54種類のゆるキャラがわかりやすく教えてくれる漢方薬の話
皆さんは「漢方薬」と聞いてどんなイメージを抱きますか? 「長ったらしい名前が多くて難しそう」「種類がたくさんあって、どれを飲めばいいのかわからない」――そんなふうに感じている人も多いかもしれません。
木村美紀著による『皇帝の漢方薬図鑑』は、漢方に興味はあるけれど、なんだかとっつきづらそうで……なんて思っている人にピッタリな一冊! この本には全54種類の「漢方薬キャラクター」がユーモラスな姿で登場し、それぞれの漢方薬が持つ特徴や効能について教えてくれるんです。
全体的にはおとぎ話のような絵巻物的大図鑑になっている本書。主人公の女の子は漢方皇帝とともに、「頭ノ国」「腹ノ国」「総身ノ国」「肌ノ国」「婦人ノ国」「心ノ国」という6つの漢方の国を旅します。それぞれの国では「ショウジョウ」と呼ばれる小さな生き物たちが「かぜ」や「便秘」などの症状に悩まされているのですが、そこに現れるのが「漢方薬キャラクター」。各自が持つチカラを活かし、困っているショウジョウたちを救います。
漢方の国をめぐる旅を終えると、漢方薬キャラクターを1ページごとに紹介する「キャラクターファイル」の章へと続きます。「かぜ」ひとつをとっても、「桂枝湯(ケイシトウ)」「葛根湯(カッコントウ)」「小柴胡湯(ショウサイコトウ)」など何種類もが存在する漢方薬。どれを選ぶべきか私たち素人には見極めが難しいですが、本書では54種類の漢方薬キャラクターたちが図鑑形式で解説されているので、この薬はどんな症状に適しているか、どんな効果や副作用があるかなど、わかりやすく知ることができます。

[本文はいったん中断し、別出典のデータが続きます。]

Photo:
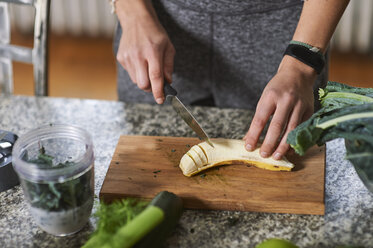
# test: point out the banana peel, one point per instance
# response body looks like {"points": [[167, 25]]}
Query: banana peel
{"points": [[227, 151]]}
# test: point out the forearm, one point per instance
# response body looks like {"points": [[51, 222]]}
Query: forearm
{"points": [[318, 21]]}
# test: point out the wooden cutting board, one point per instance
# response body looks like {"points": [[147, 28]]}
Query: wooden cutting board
{"points": [[142, 166]]}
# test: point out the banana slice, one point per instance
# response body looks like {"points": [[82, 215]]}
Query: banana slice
{"points": [[227, 151]]}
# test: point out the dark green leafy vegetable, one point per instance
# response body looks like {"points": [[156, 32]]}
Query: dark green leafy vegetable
{"points": [[55, 196], [337, 95], [111, 217], [347, 113], [352, 122]]}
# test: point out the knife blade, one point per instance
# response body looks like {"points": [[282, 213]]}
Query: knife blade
{"points": [[184, 113]]}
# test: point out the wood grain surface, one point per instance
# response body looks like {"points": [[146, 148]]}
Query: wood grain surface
{"points": [[142, 166]]}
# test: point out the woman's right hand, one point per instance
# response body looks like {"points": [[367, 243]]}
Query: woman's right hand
{"points": [[145, 50]]}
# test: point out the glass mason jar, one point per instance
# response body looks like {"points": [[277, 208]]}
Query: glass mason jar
{"points": [[55, 165]]}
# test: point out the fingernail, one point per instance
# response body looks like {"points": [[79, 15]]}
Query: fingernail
{"points": [[277, 156], [264, 154]]}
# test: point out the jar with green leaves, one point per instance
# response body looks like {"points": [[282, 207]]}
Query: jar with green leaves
{"points": [[55, 164]]}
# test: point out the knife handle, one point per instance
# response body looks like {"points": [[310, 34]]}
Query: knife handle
{"points": [[168, 90]]}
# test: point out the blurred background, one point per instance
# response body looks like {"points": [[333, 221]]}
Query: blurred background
{"points": [[82, 64]]}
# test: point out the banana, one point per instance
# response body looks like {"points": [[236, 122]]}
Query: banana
{"points": [[227, 151]]}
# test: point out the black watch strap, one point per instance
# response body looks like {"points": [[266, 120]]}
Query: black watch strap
{"points": [[314, 59]]}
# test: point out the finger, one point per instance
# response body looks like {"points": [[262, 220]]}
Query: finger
{"points": [[123, 60], [275, 129], [155, 71], [294, 120], [142, 75], [261, 117], [168, 64]]}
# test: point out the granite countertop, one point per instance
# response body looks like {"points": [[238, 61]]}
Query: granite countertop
{"points": [[349, 205]]}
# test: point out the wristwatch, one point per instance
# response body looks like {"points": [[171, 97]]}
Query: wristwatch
{"points": [[307, 54]]}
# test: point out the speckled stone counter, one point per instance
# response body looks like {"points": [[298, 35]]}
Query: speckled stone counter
{"points": [[349, 205]]}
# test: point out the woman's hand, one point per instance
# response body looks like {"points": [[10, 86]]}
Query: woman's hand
{"points": [[145, 50], [289, 99]]}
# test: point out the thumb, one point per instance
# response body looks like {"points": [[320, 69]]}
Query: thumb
{"points": [[168, 62]]}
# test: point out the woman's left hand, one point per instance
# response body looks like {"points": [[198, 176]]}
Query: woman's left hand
{"points": [[289, 99]]}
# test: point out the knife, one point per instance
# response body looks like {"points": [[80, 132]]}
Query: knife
{"points": [[184, 113]]}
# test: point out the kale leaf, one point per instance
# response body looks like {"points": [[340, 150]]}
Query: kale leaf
{"points": [[351, 122], [336, 95]]}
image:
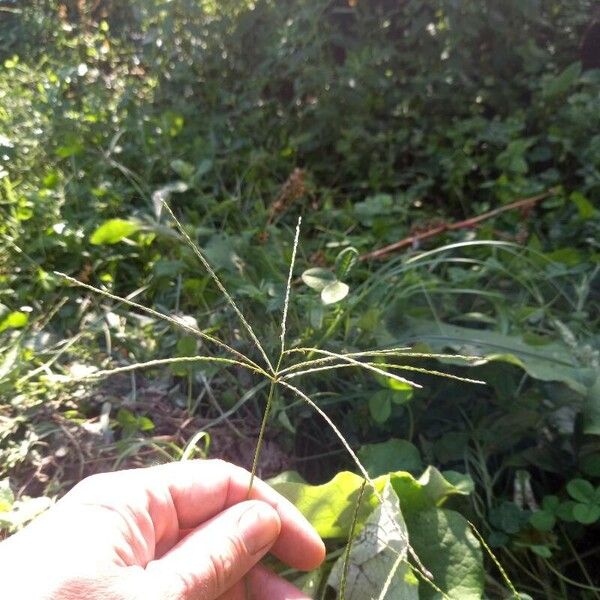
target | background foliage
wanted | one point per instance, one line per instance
(374, 121)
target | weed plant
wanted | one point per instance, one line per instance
(279, 373)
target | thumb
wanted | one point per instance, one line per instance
(213, 557)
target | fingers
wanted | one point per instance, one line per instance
(170, 499)
(262, 584)
(214, 557)
(201, 489)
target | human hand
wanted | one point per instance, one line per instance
(181, 531)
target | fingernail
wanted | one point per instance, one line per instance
(259, 527)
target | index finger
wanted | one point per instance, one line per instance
(201, 489)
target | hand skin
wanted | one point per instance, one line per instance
(182, 531)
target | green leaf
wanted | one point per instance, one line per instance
(318, 278)
(541, 550)
(334, 292)
(380, 406)
(330, 507)
(508, 517)
(584, 206)
(565, 511)
(563, 81)
(378, 554)
(346, 261)
(590, 465)
(443, 540)
(113, 231)
(393, 455)
(581, 490)
(184, 169)
(14, 320)
(542, 520)
(428, 491)
(586, 514)
(7, 498)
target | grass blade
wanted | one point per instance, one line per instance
(159, 315)
(220, 285)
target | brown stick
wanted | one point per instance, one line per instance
(471, 222)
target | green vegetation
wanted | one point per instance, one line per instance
(376, 122)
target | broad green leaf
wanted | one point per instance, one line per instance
(318, 278)
(581, 490)
(330, 507)
(508, 517)
(113, 231)
(428, 491)
(586, 209)
(14, 320)
(563, 81)
(542, 520)
(346, 261)
(380, 406)
(586, 514)
(393, 455)
(378, 556)
(565, 511)
(334, 292)
(443, 540)
(184, 169)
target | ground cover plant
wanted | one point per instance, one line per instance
(381, 124)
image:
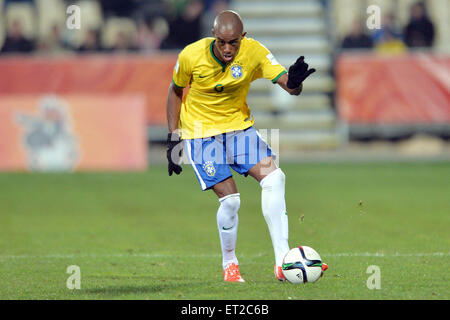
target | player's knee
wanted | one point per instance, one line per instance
(275, 178)
(231, 202)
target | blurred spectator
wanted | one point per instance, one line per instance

漢方薬キャラクターはどれも、含まれている生薬をあらわす造形をしていたり、仙人や精霊、神仏などをモチーフにしていたりと興味深いものばかり。たとえば「頭ノ国」に登場する「荊芥連翹湯(ケイガイレンギョウトウ)」は、慢性的な鼻づまりをよくしてくれ、鼻炎やにきびに効くとされる漢方薬。主薬の荊芥がシソ科の植物の花穂であることから、漢方薬キャラクターには頭に花をつけ、手足が植物になっている着物姿の花の精が描かれています。
また、「腹ノ国」に出てくる、のぼせと便秘に効果的な「桃核承気湯(トウカクジョウキトウ)」。主薬がモモなどの種子「桃仁(トウニン)」であること、女性の月経不順や月経困難庄にも使われることから、桃の顔をしたかわいらしいお姫様が漢方薬キャラクターとなっています。
文字の情報ばかりでは頭に入りづらいものも、ゆるくて愛らしいキャラクターとして視覚的に提示されることですっと頭に入ってくる……こうした点は本書の大きな魅力のひとつといえるでしょう。
ほかにも「漢方薬とは」「漢方医学の歴史」といった読み物や、生薬30種類を写真付きで解説した生薬一覧を掲載する「漢方薬の基礎知識」という章もあったりと、漢方薬の入門書として至れり尽くせり。老若男女、幅広い読者にむけた、楽しくてためになる『皇帝の漢方薬図鑑』。皆さんも本書を通じて、漢方薬を知る旅へと出かけましょう!